E' istruttivo, in proposito, rileggere la favola delle api, scritta nel 1714 da Mandeville. Nel regno delle api dilaga la corruzione. I politici sono spesso dei delinquenti e i vizi della cupidigia, del lusso, della vanità e dell'orgoglio abbondano. E tuttavia creano anche ricchezza, involontariamente; e concorrono persino al bene pubblico. Tuttavia, un giorno esplode l'indignazione pubblica: l'indignazione morale. E Zeus, indispettito, realizza la "vana utopia": fa tornare l'età d'oro dell'innocenza. Depurato da ogni vizio, l'alveare impoverisce, milioni e milioni di api perdono il lavoro, svanisce il commercio, scompaiono anche le leggi, e la civiltà precipita nel nulla: contenta delle proprie virtù, ma proprio da queste stesse distrutta.
E' la parabola del capitalismo, e ci sono diversi modi di interpretarla: c'è quello di Marx, allora l'alveare apparirà come l'Inferno, da sostituire con il Paradiso, epurato, con i capitalisti in esilio; c'è il modo nazista, e la pulizia diventerà etnica. Ma la favola può interpretarsi anche in maniera tragica: ecco la contraddizione insanabile su cui si basa il capitalismo, ecco un'economia che meglio di altre si adatta alla natura viziosa dell'uomo, ma che proprio per questo ha bisogno di correzioni e di punizioni permanenti. La legge e la giustizia sono spietate nell'alveare di Mandeville: tutti sanno che i vizi creano prosperità, ma non per questo creano indulgenza.

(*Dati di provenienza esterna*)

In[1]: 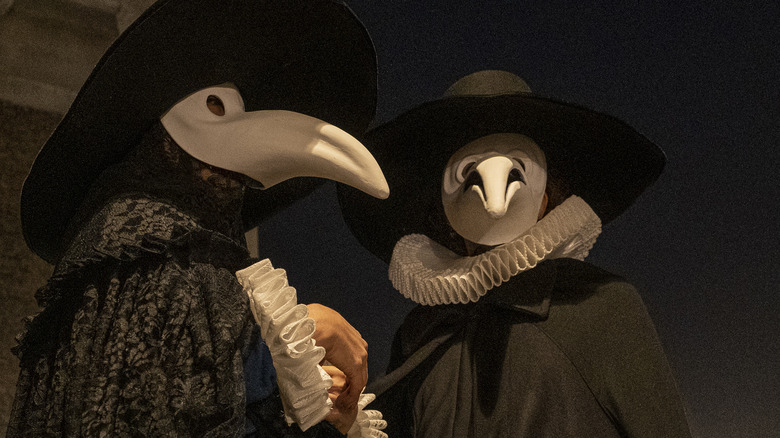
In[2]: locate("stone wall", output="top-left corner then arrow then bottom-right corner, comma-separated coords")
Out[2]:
0,100 -> 59,434
0,0 -> 118,114
0,1 -> 154,433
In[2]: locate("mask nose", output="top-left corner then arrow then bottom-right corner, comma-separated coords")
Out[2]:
466,156 -> 515,219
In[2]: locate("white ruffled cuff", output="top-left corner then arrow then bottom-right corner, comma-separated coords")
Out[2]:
348,393 -> 388,438
236,259 -> 332,431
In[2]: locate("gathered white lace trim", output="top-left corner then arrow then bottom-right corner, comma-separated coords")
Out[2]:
388,195 -> 602,305
236,260 -> 386,437
347,393 -> 388,438
236,260 -> 331,431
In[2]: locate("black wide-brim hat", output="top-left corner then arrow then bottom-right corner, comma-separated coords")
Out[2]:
339,70 -> 665,263
21,0 -> 377,263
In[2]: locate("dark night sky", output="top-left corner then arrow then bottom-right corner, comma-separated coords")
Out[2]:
256,1 -> 778,437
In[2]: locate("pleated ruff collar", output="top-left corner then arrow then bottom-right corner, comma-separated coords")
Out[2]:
388,196 -> 602,305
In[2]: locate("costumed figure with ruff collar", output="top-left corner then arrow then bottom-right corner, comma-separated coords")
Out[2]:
10,1 -> 390,436
339,70 -> 691,437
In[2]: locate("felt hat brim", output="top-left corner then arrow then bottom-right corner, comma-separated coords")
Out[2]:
21,0 -> 377,263
339,93 -> 665,263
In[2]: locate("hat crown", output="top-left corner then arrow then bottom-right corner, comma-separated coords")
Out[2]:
444,70 -> 531,97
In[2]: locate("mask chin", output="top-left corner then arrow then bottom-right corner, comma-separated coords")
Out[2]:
446,190 -> 542,245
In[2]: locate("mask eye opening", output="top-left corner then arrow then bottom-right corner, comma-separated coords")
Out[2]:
462,170 -> 483,193
508,168 -> 525,185
461,162 -> 474,179
458,161 -> 476,182
206,95 -> 226,116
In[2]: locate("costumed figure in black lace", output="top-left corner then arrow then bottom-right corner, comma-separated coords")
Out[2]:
11,0 -> 389,436
10,125 -> 264,436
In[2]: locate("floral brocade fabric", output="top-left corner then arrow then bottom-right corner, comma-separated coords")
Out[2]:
7,196 -> 255,437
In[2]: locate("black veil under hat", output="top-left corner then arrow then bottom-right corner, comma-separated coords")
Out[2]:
22,0 -> 378,263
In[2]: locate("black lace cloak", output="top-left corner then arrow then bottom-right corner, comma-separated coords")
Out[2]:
7,125 -> 342,437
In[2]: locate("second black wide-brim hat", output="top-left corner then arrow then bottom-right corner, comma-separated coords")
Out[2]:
22,0 -> 377,264
339,70 -> 665,263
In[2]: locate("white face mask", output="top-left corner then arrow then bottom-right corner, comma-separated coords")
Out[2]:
160,83 -> 388,199
441,133 -> 547,246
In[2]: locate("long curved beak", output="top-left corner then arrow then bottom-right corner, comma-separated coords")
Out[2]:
473,156 -> 515,218
162,87 -> 389,199
230,110 -> 389,199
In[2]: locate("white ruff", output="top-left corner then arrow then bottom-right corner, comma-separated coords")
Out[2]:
388,196 -> 602,305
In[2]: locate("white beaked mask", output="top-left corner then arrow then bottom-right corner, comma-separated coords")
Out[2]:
161,83 -> 389,199
442,133 -> 547,245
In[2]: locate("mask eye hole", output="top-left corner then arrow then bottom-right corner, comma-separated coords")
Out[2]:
206,95 -> 225,116
459,162 -> 475,181
508,168 -> 525,184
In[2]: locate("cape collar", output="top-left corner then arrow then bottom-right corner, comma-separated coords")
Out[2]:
481,259 -> 557,318
388,195 -> 602,306
384,259 -> 559,380
55,195 -> 248,277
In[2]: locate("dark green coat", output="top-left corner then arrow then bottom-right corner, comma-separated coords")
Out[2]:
370,258 -> 691,437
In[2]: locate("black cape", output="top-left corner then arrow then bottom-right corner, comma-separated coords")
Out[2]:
370,258 -> 691,437
9,195 -> 254,436
9,125 -> 345,437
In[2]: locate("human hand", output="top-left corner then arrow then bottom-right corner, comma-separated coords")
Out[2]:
322,365 -> 358,433
306,303 -> 368,412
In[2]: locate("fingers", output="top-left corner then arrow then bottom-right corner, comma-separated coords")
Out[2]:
306,303 -> 369,404
328,339 -> 367,409
337,353 -> 368,409
324,395 -> 358,434
323,365 -> 347,395
306,303 -> 369,409
323,365 -> 360,433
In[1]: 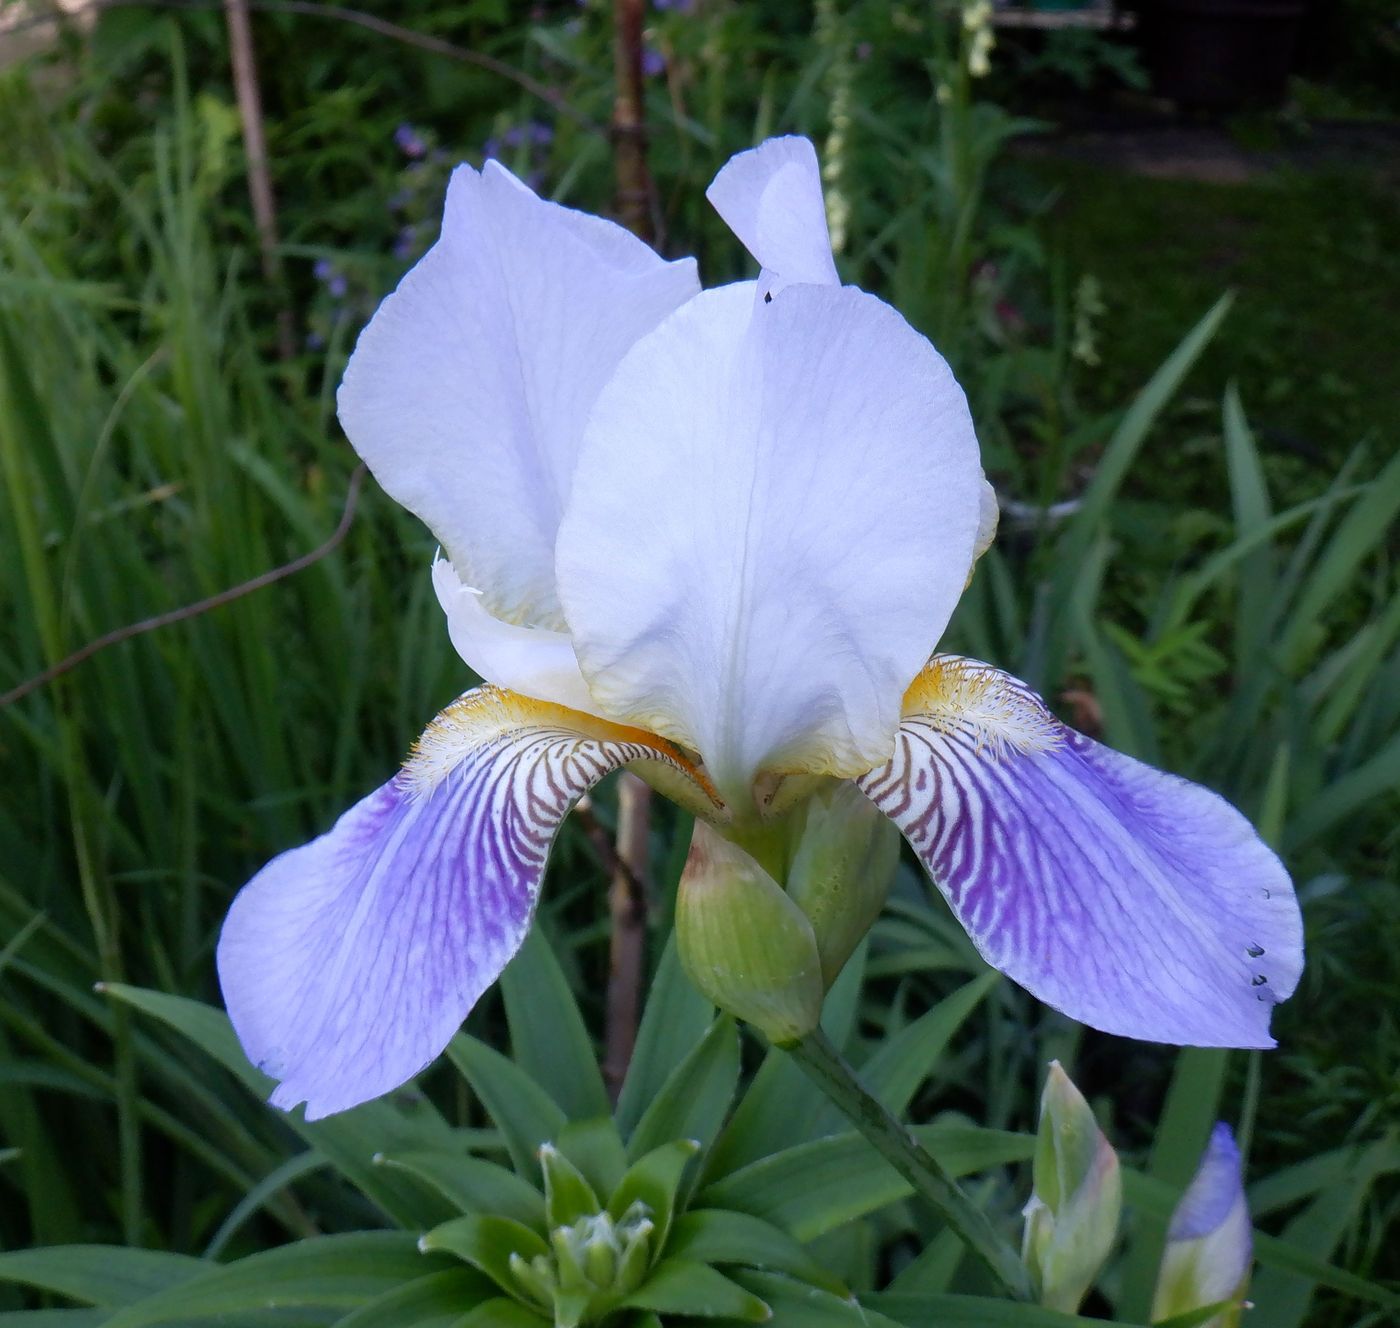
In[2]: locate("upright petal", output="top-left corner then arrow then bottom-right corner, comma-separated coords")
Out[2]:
856,656 -> 1303,1048
338,162 -> 699,630
217,690 -> 706,1118
556,282 -> 983,807
706,135 -> 839,295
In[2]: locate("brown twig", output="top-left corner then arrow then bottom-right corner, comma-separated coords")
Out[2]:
223,0 -> 296,362
1,465 -> 367,709
602,773 -> 651,1100
21,0 -> 604,136
601,0 -> 659,1099
610,0 -> 657,244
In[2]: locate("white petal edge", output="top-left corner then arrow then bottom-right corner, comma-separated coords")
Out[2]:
338,161 -> 699,629
706,135 -> 840,296
432,557 -> 599,716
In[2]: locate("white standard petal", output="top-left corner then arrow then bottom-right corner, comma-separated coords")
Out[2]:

Tutti hanno vissuto della corruzione, della concussione, della complicità; ma ora si ergono a giudici implacabili e dichiarano ad alta voce di essere stati umiliati e offesi. In realtà, il capitalismo non è né Inferno né Paradiso. E' umano e sopportabile soltanto se vede i propri errori, se continuamente ascolta quel che Oceano dice a Prometeo Incatenato: "Conosci te stesso". Cioè: è umano e sopportabile soltanto se è Purgatorio. Il Purgatorio non è una condizione definitiva (uno stato), né un approdo finale. E' movimento continuo, è predestinazione al Bene, ma la sua esperienza centrale sono le sofferenze e la colpa. Le Goff ricorda che il Purgatorio nasce verso la fine del XII secolo, quando il Cristianesimo accetta le prime forme di capitalismo (e in particolare una delle sue colpe, l'usura) e prende congedo dalle ideologie apocalittiche dell'Anno Mille, dalle fedi nelle punizioni assolute o nelle assoluzioni totali.
L'invenzione del Purgatorio è un momento di grandissima saggezza del pensiero cristiano e occidentale: è il momento in cui quest'ultimo sembra conciliarsi con la saggezza tragica dell'Ebraismo. Senza Purgatorio l'individuo può oscillare tra due approdi esclusivi: la beatitudine perfetta o l'infelicità definitiva, la virtù totale o il vizio totale.
Allora, il Purgatorio in terra sembra essere l'unico Aldilà che si possa immaginare realizzato sul pianeta, senza poi tanti disastri: è il sogno di un capitalismo dal volto umano, e in quanto tale imperfetto, e dunque perfettibile nei secoli dei secoli. Un capitalismo che tiene le distanze dai fondamentalisti di Mani Pulite, come dai Tienanmen, come dagli ipocriti beneficiari, poi assurti a giudici morali e in non pochi casi anche a carnefici: perché conosce se stesso.